Look, the Gasol trade was incredible, there's no doubt about that. I still haven't really gotten over it; it was probably the most absurdly lopsided NBA trade since Kupchak himself traded away Shaquille O'Neal, or when Kupchak traded Caron Butler and Chucky Atkins for Kwame Brown (I mean, let that last one sink in a bit). That said, there's a certain extent to which Gasol fell into Kupchak's lap due largely to the mind-numbing incompetence of Memphis' front office; rumors have persist that there were better offers on the table, particularly one from Chicago involving Joakim Noah and Andres Nocioni, that Chris Wallace wanted to take and Michael Heisley vetoed. It'd be completely cliched to make the old "if the Lakers win the title, they should send Heisley/Wallace a ring" joke here, but honestly, they probably should. And yes, I realize that one could make a similar argument around Ainge's heist of Garnett from McHale, but at least Ainge needed to make the Ray Allen trade to set that shit up.

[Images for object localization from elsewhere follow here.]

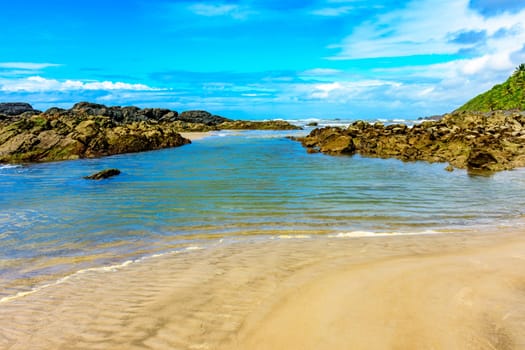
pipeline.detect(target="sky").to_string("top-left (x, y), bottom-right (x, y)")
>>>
top-left (1, 0), bottom-right (525, 120)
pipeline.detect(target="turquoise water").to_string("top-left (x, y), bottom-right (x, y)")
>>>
top-left (1, 128), bottom-right (525, 299)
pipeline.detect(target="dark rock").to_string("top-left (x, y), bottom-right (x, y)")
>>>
top-left (296, 110), bottom-right (525, 172)
top-left (218, 120), bottom-right (302, 130)
top-left (419, 114), bottom-right (444, 121)
top-left (178, 110), bottom-right (231, 125)
top-left (467, 150), bottom-right (498, 170)
top-left (0, 103), bottom-right (40, 116)
top-left (307, 122), bottom-right (318, 126)
top-left (84, 168), bottom-right (121, 180)
top-left (0, 101), bottom-right (300, 164)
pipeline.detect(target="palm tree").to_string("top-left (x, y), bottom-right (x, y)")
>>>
top-left (514, 63), bottom-right (525, 77)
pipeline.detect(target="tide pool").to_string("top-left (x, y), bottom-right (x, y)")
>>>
top-left (1, 129), bottom-right (525, 300)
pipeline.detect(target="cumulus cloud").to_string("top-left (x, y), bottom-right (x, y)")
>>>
top-left (332, 0), bottom-right (525, 60)
top-left (469, 0), bottom-right (525, 16)
top-left (0, 76), bottom-right (159, 92)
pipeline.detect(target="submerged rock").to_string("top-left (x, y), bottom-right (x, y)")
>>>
top-left (84, 168), bottom-right (121, 180)
top-left (296, 110), bottom-right (525, 172)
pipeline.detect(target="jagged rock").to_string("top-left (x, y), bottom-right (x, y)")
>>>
top-left (0, 113), bottom-right (191, 163)
top-left (218, 120), bottom-right (302, 130)
top-left (0, 102), bottom-right (301, 164)
top-left (296, 110), bottom-right (525, 172)
top-left (0, 103), bottom-right (41, 116)
top-left (84, 168), bottom-right (121, 180)
top-left (467, 150), bottom-right (498, 170)
top-left (178, 110), bottom-right (230, 125)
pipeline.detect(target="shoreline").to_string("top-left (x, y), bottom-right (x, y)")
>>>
top-left (178, 131), bottom-right (212, 141)
top-left (1, 228), bottom-right (524, 349)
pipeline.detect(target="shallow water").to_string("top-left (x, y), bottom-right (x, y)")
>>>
top-left (1, 129), bottom-right (525, 300)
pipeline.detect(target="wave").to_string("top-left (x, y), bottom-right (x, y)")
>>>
top-left (0, 245), bottom-right (204, 304)
top-left (327, 230), bottom-right (437, 238)
top-left (0, 164), bottom-right (21, 170)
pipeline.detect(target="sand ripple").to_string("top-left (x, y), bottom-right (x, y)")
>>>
top-left (1, 231), bottom-right (525, 349)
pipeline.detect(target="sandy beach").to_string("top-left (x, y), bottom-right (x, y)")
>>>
top-left (179, 132), bottom-right (212, 141)
top-left (1, 228), bottom-right (524, 349)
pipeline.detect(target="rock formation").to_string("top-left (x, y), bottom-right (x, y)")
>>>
top-left (84, 168), bottom-right (121, 180)
top-left (0, 103), bottom-right (41, 117)
top-left (0, 102), bottom-right (301, 163)
top-left (295, 110), bottom-right (525, 172)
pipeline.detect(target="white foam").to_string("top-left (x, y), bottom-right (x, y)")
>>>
top-left (185, 246), bottom-right (204, 251)
top-left (277, 234), bottom-right (312, 239)
top-left (328, 230), bottom-right (436, 238)
top-left (0, 245), bottom-right (205, 304)
top-left (0, 164), bottom-right (21, 170)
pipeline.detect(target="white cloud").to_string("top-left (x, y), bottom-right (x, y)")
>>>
top-left (332, 0), bottom-right (525, 60)
top-left (188, 3), bottom-right (253, 19)
top-left (0, 62), bottom-right (61, 70)
top-left (300, 68), bottom-right (343, 78)
top-left (320, 0), bottom-right (525, 114)
top-left (289, 79), bottom-right (402, 102)
top-left (0, 76), bottom-right (159, 92)
top-left (311, 6), bottom-right (353, 16)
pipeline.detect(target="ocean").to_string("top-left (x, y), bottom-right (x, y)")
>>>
top-left (1, 121), bottom-right (525, 302)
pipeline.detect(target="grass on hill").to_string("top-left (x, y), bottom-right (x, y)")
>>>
top-left (456, 64), bottom-right (525, 112)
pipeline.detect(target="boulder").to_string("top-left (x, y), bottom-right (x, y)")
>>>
top-left (179, 110), bottom-right (231, 125)
top-left (0, 101), bottom-right (301, 164)
top-left (320, 135), bottom-right (355, 155)
top-left (467, 150), bottom-right (498, 170)
top-left (84, 169), bottom-right (121, 180)
top-left (0, 103), bottom-right (40, 116)
top-left (296, 110), bottom-right (525, 172)
top-left (218, 120), bottom-right (302, 130)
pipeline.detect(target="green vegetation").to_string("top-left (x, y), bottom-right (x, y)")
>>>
top-left (456, 64), bottom-right (525, 112)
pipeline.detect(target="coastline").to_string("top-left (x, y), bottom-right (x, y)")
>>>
top-left (179, 131), bottom-right (212, 141)
top-left (2, 228), bottom-right (524, 349)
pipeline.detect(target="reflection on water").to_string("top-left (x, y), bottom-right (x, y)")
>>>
top-left (1, 130), bottom-right (525, 299)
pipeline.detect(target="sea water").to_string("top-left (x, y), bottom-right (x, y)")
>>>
top-left (1, 126), bottom-right (525, 300)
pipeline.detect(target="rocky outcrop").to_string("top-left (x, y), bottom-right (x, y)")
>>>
top-left (178, 110), bottom-right (230, 125)
top-left (0, 103), bottom-right (41, 118)
top-left (0, 102), bottom-right (301, 164)
top-left (218, 120), bottom-right (302, 130)
top-left (295, 110), bottom-right (525, 172)
top-left (84, 168), bottom-right (121, 180)
top-left (0, 113), bottom-right (190, 163)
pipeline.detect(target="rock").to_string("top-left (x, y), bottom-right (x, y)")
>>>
top-left (296, 110), bottom-right (525, 172)
top-left (0, 103), bottom-right (41, 116)
top-left (0, 101), bottom-right (301, 164)
top-left (467, 150), bottom-right (498, 170)
top-left (179, 110), bottom-right (231, 125)
top-left (84, 168), bottom-right (121, 180)
top-left (307, 122), bottom-right (318, 126)
top-left (320, 135), bottom-right (355, 154)
top-left (218, 120), bottom-right (302, 130)
top-left (0, 113), bottom-right (191, 163)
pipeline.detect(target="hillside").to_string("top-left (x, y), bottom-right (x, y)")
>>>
top-left (456, 64), bottom-right (525, 112)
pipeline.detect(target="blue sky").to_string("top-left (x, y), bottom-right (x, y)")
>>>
top-left (1, 0), bottom-right (525, 120)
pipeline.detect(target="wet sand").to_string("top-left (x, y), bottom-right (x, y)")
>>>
top-left (179, 132), bottom-right (211, 141)
top-left (1, 229), bottom-right (525, 349)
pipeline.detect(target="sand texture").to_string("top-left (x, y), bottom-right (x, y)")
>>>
top-left (1, 230), bottom-right (524, 349)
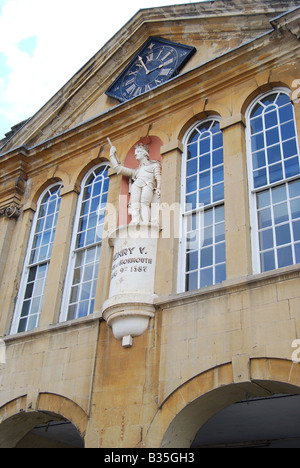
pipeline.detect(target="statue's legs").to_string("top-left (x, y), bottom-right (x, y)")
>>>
top-left (130, 184), bottom-right (153, 224)
top-left (140, 185), bottom-right (153, 224)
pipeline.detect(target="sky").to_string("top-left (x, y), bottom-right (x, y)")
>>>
top-left (0, 0), bottom-right (208, 141)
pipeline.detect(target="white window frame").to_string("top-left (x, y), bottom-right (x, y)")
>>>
top-left (60, 163), bottom-right (110, 322)
top-left (11, 183), bottom-right (62, 334)
top-left (178, 117), bottom-right (226, 293)
top-left (246, 87), bottom-right (300, 274)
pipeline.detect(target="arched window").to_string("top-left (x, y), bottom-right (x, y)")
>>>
top-left (60, 163), bottom-right (110, 321)
top-left (179, 118), bottom-right (226, 292)
top-left (11, 183), bottom-right (62, 333)
top-left (246, 89), bottom-right (300, 273)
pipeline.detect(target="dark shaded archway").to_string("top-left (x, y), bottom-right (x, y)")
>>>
top-left (0, 410), bottom-right (84, 448)
top-left (192, 393), bottom-right (300, 448)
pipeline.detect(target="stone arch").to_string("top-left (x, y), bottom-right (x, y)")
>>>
top-left (73, 157), bottom-right (111, 193)
top-left (28, 177), bottom-right (63, 208)
top-left (0, 393), bottom-right (88, 448)
top-left (145, 358), bottom-right (300, 448)
top-left (240, 81), bottom-right (292, 117)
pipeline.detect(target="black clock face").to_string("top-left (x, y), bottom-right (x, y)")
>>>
top-left (120, 44), bottom-right (179, 101)
top-left (106, 37), bottom-right (196, 102)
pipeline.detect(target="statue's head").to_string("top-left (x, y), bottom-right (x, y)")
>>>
top-left (135, 143), bottom-right (149, 160)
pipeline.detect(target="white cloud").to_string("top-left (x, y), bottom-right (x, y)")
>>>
top-left (0, 0), bottom-right (205, 139)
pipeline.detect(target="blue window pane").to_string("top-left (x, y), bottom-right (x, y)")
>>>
top-left (291, 199), bottom-right (300, 220)
top-left (283, 139), bottom-right (298, 158)
top-left (186, 175), bottom-right (197, 193)
top-left (186, 193), bottom-right (197, 211)
top-left (251, 133), bottom-right (264, 152)
top-left (215, 205), bottom-right (225, 223)
top-left (276, 93), bottom-right (290, 106)
top-left (200, 137), bottom-right (210, 154)
top-left (254, 168), bottom-right (267, 188)
top-left (204, 209), bottom-right (213, 226)
top-left (289, 179), bottom-right (300, 198)
top-left (273, 202), bottom-right (289, 224)
top-left (186, 251), bottom-right (198, 271)
top-left (215, 263), bottom-right (226, 284)
top-left (257, 190), bottom-right (270, 209)
top-left (261, 250), bottom-right (275, 272)
top-left (90, 196), bottom-right (100, 213)
top-left (212, 148), bottom-right (223, 166)
top-left (269, 162), bottom-right (283, 184)
top-left (92, 181), bottom-right (102, 197)
top-left (81, 200), bottom-right (90, 216)
top-left (265, 110), bottom-right (278, 129)
top-left (78, 301), bottom-right (89, 318)
top-left (76, 232), bottom-right (85, 248)
top-left (187, 158), bottom-right (198, 176)
top-left (88, 213), bottom-right (97, 229)
top-left (267, 145), bottom-right (281, 165)
top-left (86, 228), bottom-right (96, 246)
top-left (215, 223), bottom-right (225, 243)
top-left (277, 245), bottom-right (293, 268)
top-left (275, 224), bottom-right (291, 246)
top-left (187, 142), bottom-right (198, 159)
top-left (285, 157), bottom-right (300, 179)
top-left (210, 122), bottom-right (220, 133)
top-left (213, 183), bottom-right (224, 202)
top-left (213, 166), bottom-right (224, 184)
top-left (189, 129), bottom-right (200, 144)
top-left (198, 188), bottom-right (211, 206)
top-left (199, 154), bottom-right (210, 171)
top-left (186, 272), bottom-right (198, 291)
top-left (295, 243), bottom-right (300, 263)
top-left (251, 116), bottom-right (263, 134)
top-left (200, 268), bottom-right (213, 288)
top-left (213, 132), bottom-right (223, 149)
top-left (201, 247), bottom-right (213, 267)
top-left (266, 128), bottom-right (279, 146)
top-left (215, 243), bottom-right (226, 263)
top-left (199, 170), bottom-right (210, 189)
top-left (258, 208), bottom-right (272, 229)
top-left (260, 229), bottom-right (274, 250)
top-left (272, 184), bottom-right (286, 204)
top-left (281, 121), bottom-right (296, 141)
top-left (251, 103), bottom-right (263, 118)
top-left (202, 226), bottom-right (213, 246)
top-left (253, 150), bottom-right (266, 169)
top-left (279, 104), bottom-right (294, 123)
top-left (293, 220), bottom-right (300, 242)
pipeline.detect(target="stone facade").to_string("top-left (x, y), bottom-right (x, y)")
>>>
top-left (0, 0), bottom-right (300, 448)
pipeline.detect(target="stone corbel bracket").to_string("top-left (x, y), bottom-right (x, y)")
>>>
top-left (0, 205), bottom-right (21, 219)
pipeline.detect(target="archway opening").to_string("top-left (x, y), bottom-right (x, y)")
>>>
top-left (16, 418), bottom-right (84, 448)
top-left (160, 377), bottom-right (300, 448)
top-left (0, 410), bottom-right (84, 448)
top-left (192, 393), bottom-right (300, 448)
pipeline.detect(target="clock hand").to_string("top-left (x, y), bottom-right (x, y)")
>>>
top-left (138, 56), bottom-right (150, 74)
top-left (148, 63), bottom-right (167, 73)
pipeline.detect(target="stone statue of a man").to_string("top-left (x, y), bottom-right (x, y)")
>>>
top-left (109, 142), bottom-right (162, 225)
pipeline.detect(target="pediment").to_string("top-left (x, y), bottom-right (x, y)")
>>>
top-left (1, 0), bottom-right (299, 152)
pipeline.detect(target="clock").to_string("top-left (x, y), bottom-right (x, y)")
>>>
top-left (106, 37), bottom-right (196, 102)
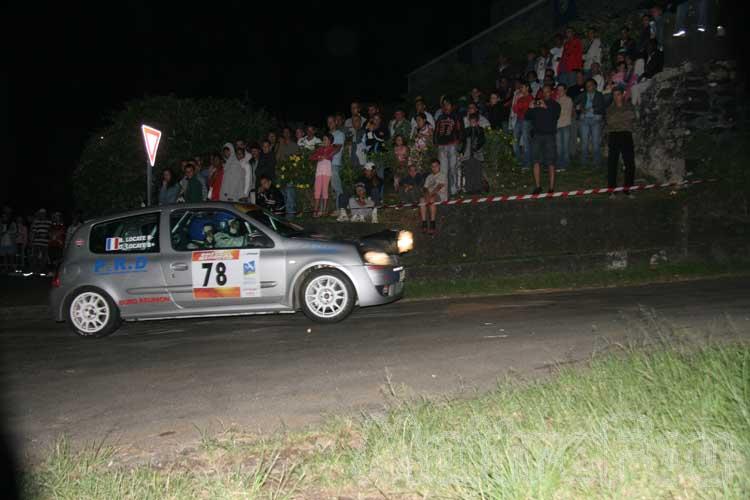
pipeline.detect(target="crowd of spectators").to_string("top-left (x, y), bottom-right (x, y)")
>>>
top-left (0, 206), bottom-right (83, 276)
top-left (1, 2), bottom-right (717, 254)
top-left (145, 2), bottom-right (683, 236)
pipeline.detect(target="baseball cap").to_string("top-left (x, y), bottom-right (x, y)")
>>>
top-left (363, 162), bottom-right (375, 171)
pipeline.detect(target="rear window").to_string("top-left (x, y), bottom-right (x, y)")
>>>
top-left (89, 213), bottom-right (160, 254)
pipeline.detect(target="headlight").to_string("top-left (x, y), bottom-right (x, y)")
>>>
top-left (363, 251), bottom-right (393, 266)
top-left (397, 230), bottom-right (414, 254)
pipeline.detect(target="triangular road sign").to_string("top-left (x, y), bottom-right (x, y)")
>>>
top-left (141, 125), bottom-right (162, 167)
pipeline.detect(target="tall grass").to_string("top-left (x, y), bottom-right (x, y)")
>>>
top-left (320, 335), bottom-right (750, 498)
top-left (23, 325), bottom-right (750, 499)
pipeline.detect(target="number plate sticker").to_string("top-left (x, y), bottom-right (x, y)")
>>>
top-left (191, 249), bottom-right (261, 299)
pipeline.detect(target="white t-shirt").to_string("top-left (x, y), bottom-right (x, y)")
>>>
top-left (298, 136), bottom-right (322, 150)
top-left (424, 171), bottom-right (448, 200)
top-left (550, 46), bottom-right (563, 76)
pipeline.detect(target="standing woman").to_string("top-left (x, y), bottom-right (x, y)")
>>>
top-left (309, 133), bottom-right (339, 218)
top-left (158, 167), bottom-right (180, 205)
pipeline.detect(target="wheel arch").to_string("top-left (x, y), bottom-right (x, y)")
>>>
top-left (289, 262), bottom-right (358, 310)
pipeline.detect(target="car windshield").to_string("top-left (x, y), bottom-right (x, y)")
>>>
top-left (240, 206), bottom-right (306, 237)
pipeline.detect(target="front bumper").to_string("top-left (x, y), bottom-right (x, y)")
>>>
top-left (352, 264), bottom-right (405, 307)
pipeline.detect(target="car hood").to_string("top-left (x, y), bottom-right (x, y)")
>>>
top-left (291, 230), bottom-right (403, 255)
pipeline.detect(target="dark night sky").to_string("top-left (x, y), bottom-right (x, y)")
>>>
top-left (5, 1), bottom-right (495, 213)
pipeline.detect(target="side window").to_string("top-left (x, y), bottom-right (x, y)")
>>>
top-left (90, 213), bottom-right (160, 254)
top-left (169, 209), bottom-right (273, 251)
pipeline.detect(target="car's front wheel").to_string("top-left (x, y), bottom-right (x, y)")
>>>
top-left (301, 269), bottom-right (356, 323)
top-left (66, 287), bottom-right (121, 338)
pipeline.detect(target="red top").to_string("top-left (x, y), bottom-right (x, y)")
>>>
top-left (208, 167), bottom-right (224, 201)
top-left (513, 94), bottom-right (533, 120)
top-left (559, 36), bottom-right (583, 73)
top-left (310, 145), bottom-right (338, 161)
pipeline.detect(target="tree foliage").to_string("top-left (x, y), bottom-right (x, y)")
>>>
top-left (74, 96), bottom-right (275, 215)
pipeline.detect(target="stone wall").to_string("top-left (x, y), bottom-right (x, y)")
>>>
top-left (635, 59), bottom-right (741, 183)
top-left (303, 188), bottom-right (750, 281)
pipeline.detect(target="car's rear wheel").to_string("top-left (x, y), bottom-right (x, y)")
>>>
top-left (301, 269), bottom-right (355, 323)
top-left (66, 288), bottom-right (121, 338)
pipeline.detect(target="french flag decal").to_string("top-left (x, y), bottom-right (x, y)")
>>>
top-left (105, 237), bottom-right (122, 251)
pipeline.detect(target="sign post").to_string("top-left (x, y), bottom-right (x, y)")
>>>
top-left (141, 125), bottom-right (162, 206)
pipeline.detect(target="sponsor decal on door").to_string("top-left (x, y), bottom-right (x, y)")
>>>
top-left (191, 249), bottom-right (261, 299)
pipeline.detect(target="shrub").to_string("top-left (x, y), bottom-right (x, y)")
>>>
top-left (74, 96), bottom-right (275, 215)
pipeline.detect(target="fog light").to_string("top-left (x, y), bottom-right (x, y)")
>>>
top-left (397, 230), bottom-right (414, 253)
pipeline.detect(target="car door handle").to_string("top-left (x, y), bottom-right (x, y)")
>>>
top-left (170, 263), bottom-right (189, 271)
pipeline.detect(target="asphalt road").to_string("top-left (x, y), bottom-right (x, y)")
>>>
top-left (2, 277), bottom-right (749, 462)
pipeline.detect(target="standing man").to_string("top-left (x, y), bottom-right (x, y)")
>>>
top-left (574, 79), bottom-right (606, 167)
top-left (298, 126), bottom-right (322, 150)
top-left (433, 97), bottom-right (463, 197)
top-left (525, 85), bottom-right (561, 194)
top-left (344, 101), bottom-right (364, 138)
top-left (558, 27), bottom-right (583, 86)
top-left (182, 163), bottom-right (205, 203)
top-left (606, 88), bottom-right (637, 197)
top-left (583, 27), bottom-right (602, 75)
top-left (327, 115), bottom-right (347, 220)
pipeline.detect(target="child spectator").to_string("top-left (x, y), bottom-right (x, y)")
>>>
top-left (419, 159), bottom-right (448, 235)
top-left (392, 135), bottom-right (410, 190)
top-left (358, 162), bottom-right (383, 205)
top-left (348, 183), bottom-right (376, 223)
top-left (310, 133), bottom-right (339, 217)
top-left (256, 175), bottom-right (286, 216)
top-left (398, 165), bottom-right (424, 205)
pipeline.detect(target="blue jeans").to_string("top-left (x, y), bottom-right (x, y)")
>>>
top-left (513, 120), bottom-right (532, 168)
top-left (331, 163), bottom-right (343, 209)
top-left (556, 126), bottom-right (571, 168)
top-left (284, 184), bottom-right (296, 218)
top-left (676, 0), bottom-right (709, 32)
top-left (438, 143), bottom-right (459, 196)
top-left (579, 115), bottom-right (603, 166)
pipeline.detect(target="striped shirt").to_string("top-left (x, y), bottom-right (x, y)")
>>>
top-left (31, 219), bottom-right (52, 246)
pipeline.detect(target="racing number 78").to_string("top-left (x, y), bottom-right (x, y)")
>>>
top-left (201, 262), bottom-right (228, 287)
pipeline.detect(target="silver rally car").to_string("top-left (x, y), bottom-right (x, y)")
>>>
top-left (50, 203), bottom-right (412, 337)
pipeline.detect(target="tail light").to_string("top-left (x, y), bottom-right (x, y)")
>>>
top-left (51, 269), bottom-right (61, 288)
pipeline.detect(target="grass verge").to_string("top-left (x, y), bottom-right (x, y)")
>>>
top-left (22, 324), bottom-right (750, 499)
top-left (405, 260), bottom-right (750, 300)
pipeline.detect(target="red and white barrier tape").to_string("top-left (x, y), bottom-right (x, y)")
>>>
top-left (379, 178), bottom-right (716, 209)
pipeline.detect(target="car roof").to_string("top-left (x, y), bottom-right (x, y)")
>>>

• He removed from his roster a pouting, headstrong, me-first All-Star and replaced him with the NBA's best player, who is focused and working toward his best shot yet at a Most Valuable Player award. In other words, Kupchak maneuvered the Lakers from cranky Kobe to happy Kobe with one of those legendary, bullet-dodging moves-not-made.
Once again, this is giving Mitch Kupchak credit for alleviating a dysfunctional situation that he himself created. Once the Lakers acquiesced to Kobe's ego and traded Shaquille O'Neal they gave birth to a situation in which the star player (correctly) ascertained that he could hold the team hostage to suit his whims. Mark my words, Kobe Bryant is not done pulling this shit; not by a long shot.
• But wait, there was one more move: not trading Lamar Odom. Odom's status was shaky even after Gasol arrived, with some wondering if there was enough basketball for three offensive threats. Odom, though, is a matchup nightmare even when defenses aren't drawn away by the other two guys. His season averages (13.6 points, 10.1 rebounds and 50.4 percent shooting) have bumped considerably since the Feb. 21 deadline passed (14.3 ppg, 11.0 rpg, 61.9 FG pct.).
This is by far the strangest "plus." First of all, I don't remember hearing any serious calls that the Lakers should trade Odom after getting Gasol, do you? This would be like me congratulating Danny Ainge on not trading James Posey: Aschburner's inventing a situation that never existed to credit Mitch Kupchak for not acting on said imaginary situation. Furthermore, besides the 10-point jump in Odom's FG%, I'm not really sure you can argue that his numbers have bumped "considerably" since the Gasol trade. I mean, they've gone up a little, but I don't think a 0.7 bounce in Lamar Odom's ppg over the past four weeks is really material in a Kupchak-for-Exec-of-the-Year argument.
Look, I realize I write for a Celtics blog, and that I open myself up to all sorts of charges of homerism in writing this column. That said, I do genuinely believe that Ainge deserves Executive of the Year: the Celtics' turnaround this season has been so remarkably unparalleled--and due purely to personnel moves--that I don't really see a convincing argument for anyone else. But really what riles me is the sort of shitty non-analysis like Aschburner's that lazily takes a slightly-controversial stand simply to try and convince us that its author is taking some stand against conventional wisdom. I mean, this article doesn't even work as a sort of counterfactual intellectual exercise, as it's completely egregious how little intellect clearly went into it. Anyways, that took a little longer than expected but I guess I feel better now.